Suara-suara itu terus berdengung di kepala Darman. Ia sudah tak tahan lagi. Apa artinya hidup jika hanya menjadi bahan cemoohan?

“Mereka orang-orang munafik terus berdatangan. Mengapa. Mengapa orang-orang seperti mereka masih diperkenankan hidup? Bukankah lebih baik tidak mendiami bumi? Apa mesti dibunuh agar mereka kapok?“

Pikiran-pikiran keji terus menerus timbul dalam pikiran Darman yang kacau.
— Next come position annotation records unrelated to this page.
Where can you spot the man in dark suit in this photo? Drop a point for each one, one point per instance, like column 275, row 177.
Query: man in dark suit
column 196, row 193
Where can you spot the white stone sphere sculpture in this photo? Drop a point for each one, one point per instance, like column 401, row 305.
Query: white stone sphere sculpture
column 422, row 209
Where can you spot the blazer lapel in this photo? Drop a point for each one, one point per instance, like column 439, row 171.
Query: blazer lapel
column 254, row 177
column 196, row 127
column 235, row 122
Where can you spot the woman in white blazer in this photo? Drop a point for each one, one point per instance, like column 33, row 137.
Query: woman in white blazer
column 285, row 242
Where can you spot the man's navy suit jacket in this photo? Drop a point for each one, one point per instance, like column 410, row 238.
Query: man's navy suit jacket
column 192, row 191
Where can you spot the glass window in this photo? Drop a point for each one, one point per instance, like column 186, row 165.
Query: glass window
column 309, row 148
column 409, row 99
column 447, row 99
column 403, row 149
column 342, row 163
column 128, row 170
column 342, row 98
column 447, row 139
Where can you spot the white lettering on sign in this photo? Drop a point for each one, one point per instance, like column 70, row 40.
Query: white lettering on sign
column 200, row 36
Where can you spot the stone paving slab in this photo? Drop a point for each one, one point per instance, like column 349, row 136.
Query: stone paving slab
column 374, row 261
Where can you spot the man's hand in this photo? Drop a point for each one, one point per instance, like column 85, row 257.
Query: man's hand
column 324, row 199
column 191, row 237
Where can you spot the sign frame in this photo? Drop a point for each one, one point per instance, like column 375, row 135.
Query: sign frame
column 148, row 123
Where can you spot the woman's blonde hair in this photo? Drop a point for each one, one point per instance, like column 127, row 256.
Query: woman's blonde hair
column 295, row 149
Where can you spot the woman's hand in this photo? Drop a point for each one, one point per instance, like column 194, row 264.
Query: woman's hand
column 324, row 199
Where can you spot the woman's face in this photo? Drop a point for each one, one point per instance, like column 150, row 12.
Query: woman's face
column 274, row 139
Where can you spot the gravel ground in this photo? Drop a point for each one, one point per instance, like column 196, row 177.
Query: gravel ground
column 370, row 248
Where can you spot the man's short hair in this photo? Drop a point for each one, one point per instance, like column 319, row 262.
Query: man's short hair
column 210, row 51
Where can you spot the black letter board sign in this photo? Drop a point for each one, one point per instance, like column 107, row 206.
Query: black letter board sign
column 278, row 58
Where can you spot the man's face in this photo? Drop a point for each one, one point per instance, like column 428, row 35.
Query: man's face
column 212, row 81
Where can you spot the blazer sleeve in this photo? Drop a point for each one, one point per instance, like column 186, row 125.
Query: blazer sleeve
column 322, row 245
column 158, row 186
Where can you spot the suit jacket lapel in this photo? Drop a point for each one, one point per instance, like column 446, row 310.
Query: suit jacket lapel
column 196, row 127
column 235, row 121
Baik mental maupun pikirannya benar-benar hancur lebur setelah uangnya ludes tak bersisa. Tak hanya itu. Utang puluhan juta pun kini ia tabung seorang diri. Uang hasil pinjaman dari kawan, saudara hingga mertuanya. Tagihan-tagihannya membengkak lambat laun. Para preman seringkali berdatangan menyambangi rumahnya hanya untuk menagih utang. Mereka orang suruhan para debitur yang sudah dongkol dengan kegoblokan Darman. Uang yang katanya dipinjam untuk jadi modal usaha warung bakso malah digunakan untuk judi. Emang sinting si Darman.

Sekarang giliran  istrinya yang bingung. Mencari pinjaman sana-sini guna menutup lubang yang dibuat oleh suaminya sendiri. Bahkan untuk memenuhi biaya hidup, ia rela jadi kuli bangunan.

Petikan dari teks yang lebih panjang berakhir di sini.